The Use of Empagliflozin in Patients With Hypertrophic Cardiomyopathy

Description of the study: Hypertrophic cardiomyopathy (HCM) is the most common genetic disease of the myocardium. Conventionally, the incidence of this disease was estimated at 1: 500 people, but it is probably higher and amounts to about 1: 200 cases. In Poland, this gives 76,000 to 190,000 people. HCM is asymptomatic in some people. In others, it is associated with progressive left ventricular diastolic dysfunction due to myocardial hypertrophy and fibrosis, eventually leading to systolic dysfunction and progressive heart failure. Both heart failure with preserved left ventricular ejection fraction (LVEF) and reduced LVEF are inevitably associated with impaired physical function, often affecting young, professionally and socially active individuals. An additional significant problem in patients with HCM is arrhythmias leading to an increased risk of sudden death.

At present, for patients with HCM, there is no treatment available, which could inhibit the progression of the disease. The methods of treatment proposed so far, affecting the various pathogenic mechanisms of hypertrophic cardiomyopathy, have proved to be ineffective.

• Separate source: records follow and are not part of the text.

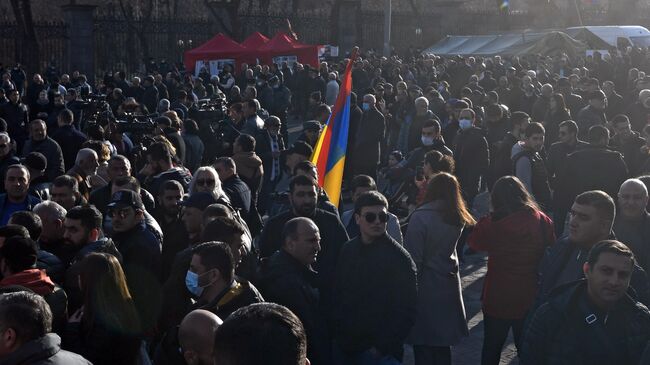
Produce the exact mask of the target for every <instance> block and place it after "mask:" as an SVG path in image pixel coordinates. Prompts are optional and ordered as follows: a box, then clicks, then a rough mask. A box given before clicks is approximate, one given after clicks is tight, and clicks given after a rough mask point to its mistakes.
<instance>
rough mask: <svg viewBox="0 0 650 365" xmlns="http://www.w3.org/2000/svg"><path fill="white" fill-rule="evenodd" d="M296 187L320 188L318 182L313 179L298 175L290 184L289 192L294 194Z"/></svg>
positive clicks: (304, 175)
mask: <svg viewBox="0 0 650 365" xmlns="http://www.w3.org/2000/svg"><path fill="white" fill-rule="evenodd" d="M296 186H314V187H318V182H317V181H316V180H314V179H312V178H311V177H308V176H305V175H297V176H294V177H293V178H292V179H291V182H289V192H290V193H293V192H294V190H295V188H296Z"/></svg>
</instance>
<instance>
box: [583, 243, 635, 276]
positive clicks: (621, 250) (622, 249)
mask: <svg viewBox="0 0 650 365" xmlns="http://www.w3.org/2000/svg"><path fill="white" fill-rule="evenodd" d="M603 253H613V254H615V255H619V256H625V257H628V258H629V259H630V263H632V266H634V264H635V262H636V260H635V257H634V253H633V252H632V250H630V248H629V247H627V246H626V245H625V244H623V243H622V242H620V241H616V240H604V241H600V242H598V243H597V244H595V245H594V247H592V248H591V250H589V256H587V263H588V264H589V270H593V269H594V267H595V266H596V263H598V259H599V258H600V255H601V254H603Z"/></svg>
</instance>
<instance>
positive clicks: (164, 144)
mask: <svg viewBox="0 0 650 365" xmlns="http://www.w3.org/2000/svg"><path fill="white" fill-rule="evenodd" d="M147 155H149V156H151V160H152V161H161V160H163V161H165V162H171V160H172V151H171V150H170V149H169V146H168V145H167V144H166V143H164V142H154V143H152V144H151V146H149V149H148V150H147Z"/></svg>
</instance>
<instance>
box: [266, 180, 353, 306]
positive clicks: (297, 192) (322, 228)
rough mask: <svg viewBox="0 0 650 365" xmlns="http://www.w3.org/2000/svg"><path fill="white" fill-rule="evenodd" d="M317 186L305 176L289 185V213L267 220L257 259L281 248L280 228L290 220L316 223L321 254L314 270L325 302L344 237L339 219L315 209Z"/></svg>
mask: <svg viewBox="0 0 650 365" xmlns="http://www.w3.org/2000/svg"><path fill="white" fill-rule="evenodd" d="M317 188H318V183H317V182H316V181H315V180H314V179H312V178H309V177H307V176H304V175H298V176H296V177H294V178H293V179H292V180H291V183H290V184H289V202H290V203H291V210H288V211H285V212H283V213H280V214H278V215H276V216H275V217H273V218H271V219H269V220H268V221H267V222H266V225H265V226H264V230H263V231H262V235H261V236H260V240H259V248H260V257H262V258H264V257H269V256H271V255H273V254H274V253H275V252H276V251H277V250H279V249H280V247H281V246H282V242H281V240H280V237H282V230H283V229H284V225H285V224H286V223H287V222H288V221H289V220H290V219H292V218H295V217H307V218H310V219H311V220H313V221H314V223H316V226H317V227H318V229H319V230H320V233H321V238H322V239H321V247H322V251H321V254H320V255H319V256H318V261H317V262H316V265H315V266H314V268H315V269H316V271H318V273H319V288H321V290H322V292H321V297H322V298H323V300H324V301H325V302H327V301H328V300H329V299H330V296H331V288H332V284H333V276H334V270H335V269H336V265H337V262H338V259H339V253H340V251H341V247H342V246H343V243H345V242H346V241H347V240H348V234H347V232H346V231H345V227H344V226H343V223H341V220H340V219H339V218H338V217H337V216H336V215H334V214H332V213H329V212H326V211H324V210H321V209H317V208H316V203H317V200H318V199H317V196H318V193H317Z"/></svg>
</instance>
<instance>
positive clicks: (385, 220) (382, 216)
mask: <svg viewBox="0 0 650 365" xmlns="http://www.w3.org/2000/svg"><path fill="white" fill-rule="evenodd" d="M363 219H365V220H366V222H368V223H375V221H376V220H377V219H379V223H386V221H387V220H388V214H386V212H379V213H371V212H370V213H366V214H364V215H363Z"/></svg>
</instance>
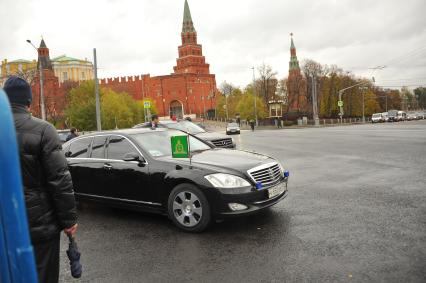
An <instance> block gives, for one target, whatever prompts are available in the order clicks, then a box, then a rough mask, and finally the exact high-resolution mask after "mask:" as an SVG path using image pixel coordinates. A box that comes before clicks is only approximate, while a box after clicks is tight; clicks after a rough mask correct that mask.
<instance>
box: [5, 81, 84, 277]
mask: <svg viewBox="0 0 426 283" xmlns="http://www.w3.org/2000/svg"><path fill="white" fill-rule="evenodd" d="M4 90H5V92H6V94H7V96H8V98H9V101H10V104H11V106H12V112H13V117H14V122H15V128H16V135H17V140H18V147H19V155H20V163H21V174H22V179H23V189H24V197H25V204H26V209H27V217H28V223H29V228H30V235H31V242H32V245H33V247H34V254H35V259H36V264H37V272H38V278H39V282H40V283H50V282H55V283H56V282H58V280H59V243H60V232H61V231H62V230H63V231H64V232H65V233H66V234H69V235H74V234H75V232H76V230H77V210H76V206H75V200H74V191H73V184H72V180H71V175H70V172H69V171H68V166H67V161H66V159H65V156H64V154H63V153H62V151H61V143H60V140H59V136H58V134H57V132H56V129H55V128H54V127H53V126H52V125H51V124H50V123H48V122H46V121H43V120H40V119H37V118H34V117H32V116H31V114H30V113H29V111H28V107H29V105H30V103H31V99H32V94H31V88H30V86H29V84H28V83H27V82H26V81H25V80H23V79H21V78H18V77H16V76H11V77H10V78H9V79H7V81H6V82H5V85H4Z"/></svg>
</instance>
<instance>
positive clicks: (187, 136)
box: [186, 129, 192, 169]
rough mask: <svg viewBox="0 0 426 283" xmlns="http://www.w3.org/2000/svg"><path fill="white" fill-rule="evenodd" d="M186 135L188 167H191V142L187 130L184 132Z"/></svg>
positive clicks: (189, 168)
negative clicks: (187, 152) (186, 140)
mask: <svg viewBox="0 0 426 283" xmlns="http://www.w3.org/2000/svg"><path fill="white" fill-rule="evenodd" d="M187 130H188V129H187ZM186 136H187V139H188V155H189V169H192V154H191V143H190V140H189V132H188V131H187V132H186Z"/></svg>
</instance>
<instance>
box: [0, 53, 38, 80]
mask: <svg viewBox="0 0 426 283" xmlns="http://www.w3.org/2000/svg"><path fill="white" fill-rule="evenodd" d="M36 68H37V61H36V60H32V61H29V60H24V59H18V60H14V61H10V62H9V61H7V59H4V60H3V61H2V62H1V68H0V87H1V86H3V84H4V82H5V81H6V79H7V77H9V76H11V75H21V76H22V77H24V78H25V79H27V80H29V81H30V83H31V78H32V76H33V73H34V72H35V70H36Z"/></svg>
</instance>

Empagliflozin is a reversible, potent and selective competitive inhibitor of sodium-glucose co-transporter-2 (SGLT2). It is the main transporter responsible for the reabsorption of glucose from the glomerular filtrate into the bloodstream. Its inhibition in people with type 2 diabetes leads to an increase in urinary glucose excretion and a decrease in its concentration in the blood. In the study in patients with type 2 diabetes and high cardiovascular risk, the use of empagliflozin was associated with a significant decrease in mortality and the number of hospitalizations due to heart failure. The mechanisms responsible for beneficial effects of empagliflozin are not fully understood. It is underlined that effects leading to a reduction of oxidative stress, improvement of diastolic function, inhibition of myocardial fibrosis and, what is important, improvement of myocardial energy status and reduction of cardiomyocyte calcium overload, increase of sarcoplasmic reticulum Ca2+ ATPase 2 (SERCA2) activity, which are important pathophysiological mechanisms of HCM, leading to progressive myocardial hypertrophy and the development of heart failure.